Before I was in ministry 18 or so years ago, one of my jobs use to be a floor manager for the Olive Garden. I really enjoyed the job. Actually one of the places I had the privilege of working was at a new store start up. How exciting! Everything is new and you get to hire a ton of new people. Cleaning at the end of the night is great as it is all new and easy to clean.
One area that may have been a bit challenging was that everyone was new. The team had not had a chance to work with one another and people were just getting to know each another. The habits of all the new people had to be molded to habits that the store needed. One of the big areas was to teach the difference between the front of the house (where the customers saw, sat, and eat) and the back of the house (where the meals were made, dishes washed, and break rooms were located).
I carry this habit of teaching, training and equipping all my teams the difference of back of the house vs. the front of the house habits into ministry. The back of the house people could often times dress differently, have a different volume in which they worked, and minute by minute organization looked differently as well. The front of the house team wore the ties, pressed their shirts, and for the most part performed a different part. Both front and back of the house were extremely important and were needed the same to have a successful restaurant. People came because both worked well together.

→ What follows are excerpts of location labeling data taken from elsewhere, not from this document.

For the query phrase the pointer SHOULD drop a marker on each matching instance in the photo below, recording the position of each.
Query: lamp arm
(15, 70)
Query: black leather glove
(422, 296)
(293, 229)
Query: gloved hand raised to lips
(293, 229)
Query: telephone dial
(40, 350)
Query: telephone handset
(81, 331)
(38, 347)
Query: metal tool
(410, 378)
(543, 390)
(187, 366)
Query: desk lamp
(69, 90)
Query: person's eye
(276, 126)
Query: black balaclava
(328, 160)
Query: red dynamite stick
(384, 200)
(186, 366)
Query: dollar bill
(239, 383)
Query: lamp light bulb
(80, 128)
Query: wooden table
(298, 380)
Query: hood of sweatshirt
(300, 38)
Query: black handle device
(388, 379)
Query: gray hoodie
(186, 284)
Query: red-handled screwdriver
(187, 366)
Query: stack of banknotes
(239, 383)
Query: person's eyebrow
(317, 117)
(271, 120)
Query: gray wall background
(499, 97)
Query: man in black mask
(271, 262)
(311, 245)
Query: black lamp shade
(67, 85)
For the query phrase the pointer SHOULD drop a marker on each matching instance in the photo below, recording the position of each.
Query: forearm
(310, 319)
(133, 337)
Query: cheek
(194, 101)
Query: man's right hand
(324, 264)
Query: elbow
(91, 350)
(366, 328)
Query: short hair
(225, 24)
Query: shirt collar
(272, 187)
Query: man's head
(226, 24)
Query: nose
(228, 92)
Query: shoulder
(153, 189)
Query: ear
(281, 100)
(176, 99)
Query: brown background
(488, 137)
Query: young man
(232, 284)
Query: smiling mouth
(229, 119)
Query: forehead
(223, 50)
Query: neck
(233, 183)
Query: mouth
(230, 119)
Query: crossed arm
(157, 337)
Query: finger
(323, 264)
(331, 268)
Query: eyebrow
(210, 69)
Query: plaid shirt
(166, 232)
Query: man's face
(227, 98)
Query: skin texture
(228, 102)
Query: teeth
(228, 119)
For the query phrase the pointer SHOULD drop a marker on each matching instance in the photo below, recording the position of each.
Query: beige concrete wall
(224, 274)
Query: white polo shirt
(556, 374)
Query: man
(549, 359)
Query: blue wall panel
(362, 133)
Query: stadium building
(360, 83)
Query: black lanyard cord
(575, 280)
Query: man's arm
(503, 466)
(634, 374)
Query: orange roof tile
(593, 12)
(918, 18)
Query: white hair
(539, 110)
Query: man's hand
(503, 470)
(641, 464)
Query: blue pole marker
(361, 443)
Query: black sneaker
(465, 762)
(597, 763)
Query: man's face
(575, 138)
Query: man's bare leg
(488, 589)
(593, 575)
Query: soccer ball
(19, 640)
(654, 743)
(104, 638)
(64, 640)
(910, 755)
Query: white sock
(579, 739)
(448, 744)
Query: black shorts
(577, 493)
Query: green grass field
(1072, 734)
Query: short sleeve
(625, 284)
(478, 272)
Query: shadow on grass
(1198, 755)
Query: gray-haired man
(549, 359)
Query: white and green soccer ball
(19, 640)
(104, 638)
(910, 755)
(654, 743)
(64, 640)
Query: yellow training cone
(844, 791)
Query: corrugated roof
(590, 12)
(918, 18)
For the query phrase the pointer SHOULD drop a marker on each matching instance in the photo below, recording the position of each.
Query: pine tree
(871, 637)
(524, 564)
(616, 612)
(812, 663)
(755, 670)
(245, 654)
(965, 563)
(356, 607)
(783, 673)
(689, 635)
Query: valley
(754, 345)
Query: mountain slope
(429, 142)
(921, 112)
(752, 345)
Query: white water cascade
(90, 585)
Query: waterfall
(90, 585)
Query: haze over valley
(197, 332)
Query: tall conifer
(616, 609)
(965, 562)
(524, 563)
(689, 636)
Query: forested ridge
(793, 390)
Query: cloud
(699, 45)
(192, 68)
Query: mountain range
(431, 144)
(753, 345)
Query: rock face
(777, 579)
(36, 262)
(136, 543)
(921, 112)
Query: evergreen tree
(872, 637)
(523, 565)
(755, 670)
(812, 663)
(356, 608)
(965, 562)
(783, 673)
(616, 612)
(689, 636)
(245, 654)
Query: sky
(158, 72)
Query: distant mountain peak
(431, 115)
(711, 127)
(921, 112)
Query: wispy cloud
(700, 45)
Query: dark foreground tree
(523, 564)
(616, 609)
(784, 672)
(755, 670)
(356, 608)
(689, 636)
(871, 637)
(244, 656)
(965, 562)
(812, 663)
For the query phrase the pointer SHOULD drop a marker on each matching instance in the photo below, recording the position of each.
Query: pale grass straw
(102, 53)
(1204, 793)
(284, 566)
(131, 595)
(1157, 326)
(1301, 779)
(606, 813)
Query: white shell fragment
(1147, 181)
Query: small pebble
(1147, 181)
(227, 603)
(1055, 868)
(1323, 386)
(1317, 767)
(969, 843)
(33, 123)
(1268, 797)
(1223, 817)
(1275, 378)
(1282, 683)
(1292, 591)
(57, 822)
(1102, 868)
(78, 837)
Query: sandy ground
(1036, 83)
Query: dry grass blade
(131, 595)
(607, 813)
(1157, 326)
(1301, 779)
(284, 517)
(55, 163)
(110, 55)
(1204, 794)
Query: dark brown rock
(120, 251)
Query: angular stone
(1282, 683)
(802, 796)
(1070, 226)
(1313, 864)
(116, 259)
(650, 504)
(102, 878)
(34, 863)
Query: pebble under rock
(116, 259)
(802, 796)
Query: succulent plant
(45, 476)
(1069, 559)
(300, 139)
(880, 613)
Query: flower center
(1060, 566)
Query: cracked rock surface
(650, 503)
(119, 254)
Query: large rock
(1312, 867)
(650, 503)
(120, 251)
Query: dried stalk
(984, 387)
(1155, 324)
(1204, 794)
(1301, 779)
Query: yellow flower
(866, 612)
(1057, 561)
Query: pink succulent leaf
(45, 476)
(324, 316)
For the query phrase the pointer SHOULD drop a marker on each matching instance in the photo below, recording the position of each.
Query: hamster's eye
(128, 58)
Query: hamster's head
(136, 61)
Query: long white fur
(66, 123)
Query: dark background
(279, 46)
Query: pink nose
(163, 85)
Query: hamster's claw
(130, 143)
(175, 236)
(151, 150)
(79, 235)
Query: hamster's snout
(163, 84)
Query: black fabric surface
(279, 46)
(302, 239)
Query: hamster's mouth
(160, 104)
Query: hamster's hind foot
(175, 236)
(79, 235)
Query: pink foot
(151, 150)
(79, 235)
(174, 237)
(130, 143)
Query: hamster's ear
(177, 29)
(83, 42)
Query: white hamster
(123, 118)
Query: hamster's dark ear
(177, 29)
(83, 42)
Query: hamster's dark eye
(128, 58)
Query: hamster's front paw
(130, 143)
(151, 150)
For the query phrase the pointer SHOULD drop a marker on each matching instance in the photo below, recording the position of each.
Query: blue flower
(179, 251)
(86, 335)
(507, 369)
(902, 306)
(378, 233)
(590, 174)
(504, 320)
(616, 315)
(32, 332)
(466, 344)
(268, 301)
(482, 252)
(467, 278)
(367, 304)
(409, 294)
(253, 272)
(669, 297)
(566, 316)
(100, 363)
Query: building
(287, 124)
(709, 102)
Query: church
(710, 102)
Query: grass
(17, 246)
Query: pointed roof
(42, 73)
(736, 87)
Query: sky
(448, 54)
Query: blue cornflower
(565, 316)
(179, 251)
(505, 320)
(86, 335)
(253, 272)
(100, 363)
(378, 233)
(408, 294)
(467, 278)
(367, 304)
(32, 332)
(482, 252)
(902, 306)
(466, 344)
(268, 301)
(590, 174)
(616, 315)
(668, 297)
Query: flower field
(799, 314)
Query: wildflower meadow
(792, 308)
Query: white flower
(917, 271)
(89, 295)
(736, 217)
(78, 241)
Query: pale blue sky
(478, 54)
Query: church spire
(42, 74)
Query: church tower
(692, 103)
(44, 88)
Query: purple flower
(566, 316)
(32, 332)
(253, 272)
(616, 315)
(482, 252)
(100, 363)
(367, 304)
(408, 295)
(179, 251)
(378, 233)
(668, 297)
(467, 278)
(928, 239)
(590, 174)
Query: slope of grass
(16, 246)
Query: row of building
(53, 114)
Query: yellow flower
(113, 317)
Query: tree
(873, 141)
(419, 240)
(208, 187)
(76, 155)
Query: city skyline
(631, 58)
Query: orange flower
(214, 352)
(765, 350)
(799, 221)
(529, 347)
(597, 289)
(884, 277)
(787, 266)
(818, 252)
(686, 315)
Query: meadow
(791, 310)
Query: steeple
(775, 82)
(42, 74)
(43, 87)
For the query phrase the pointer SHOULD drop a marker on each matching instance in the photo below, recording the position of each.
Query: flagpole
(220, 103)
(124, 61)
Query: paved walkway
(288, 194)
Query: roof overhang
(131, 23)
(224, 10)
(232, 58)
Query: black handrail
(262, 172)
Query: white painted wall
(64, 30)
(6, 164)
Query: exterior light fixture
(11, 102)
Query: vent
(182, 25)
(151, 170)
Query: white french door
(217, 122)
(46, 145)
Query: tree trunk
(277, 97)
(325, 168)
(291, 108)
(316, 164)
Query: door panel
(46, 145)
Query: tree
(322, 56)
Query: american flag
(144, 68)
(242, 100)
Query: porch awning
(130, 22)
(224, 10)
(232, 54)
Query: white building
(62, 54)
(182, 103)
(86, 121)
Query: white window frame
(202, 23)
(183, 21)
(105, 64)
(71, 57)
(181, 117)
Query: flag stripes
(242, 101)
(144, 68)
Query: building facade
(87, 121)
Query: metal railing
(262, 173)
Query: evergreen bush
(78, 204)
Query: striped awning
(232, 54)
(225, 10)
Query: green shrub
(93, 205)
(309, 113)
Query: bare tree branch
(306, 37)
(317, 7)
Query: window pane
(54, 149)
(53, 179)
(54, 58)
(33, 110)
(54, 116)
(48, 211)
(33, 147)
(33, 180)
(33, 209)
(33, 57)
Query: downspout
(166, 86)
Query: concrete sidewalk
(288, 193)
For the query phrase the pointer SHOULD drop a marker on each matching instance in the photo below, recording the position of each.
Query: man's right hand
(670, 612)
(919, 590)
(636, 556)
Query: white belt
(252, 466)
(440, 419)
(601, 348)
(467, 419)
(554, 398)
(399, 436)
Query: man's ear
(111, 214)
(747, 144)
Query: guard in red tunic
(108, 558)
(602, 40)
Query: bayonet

They came if the food (back of the house) tasted good and the feel of the restaurant (the front of the house) made them comfortable.
In my check in counters for the kids ministries for example, I do not allow people to eat up front, do work at the counters, text, or even sit down while working check in. I train them to stay focused and talk with those checking in, making each person who checks in feel like they have come to the right place.
Then once they get checked in, they head back let’s say to the nursery. The volume changes a little, my team in the back of the house may be rolling on the floor with kids, we have some snacks back there etc. But to me the difference of having both front of the house and back of the house is vital. I would not want the two to get mixed up.
I feel the front of the house done right says to those who are coming, “Welcome we are glad you have chosen to come here today”. Then the back of the house done right simply says, “You have chosen right in coming here”.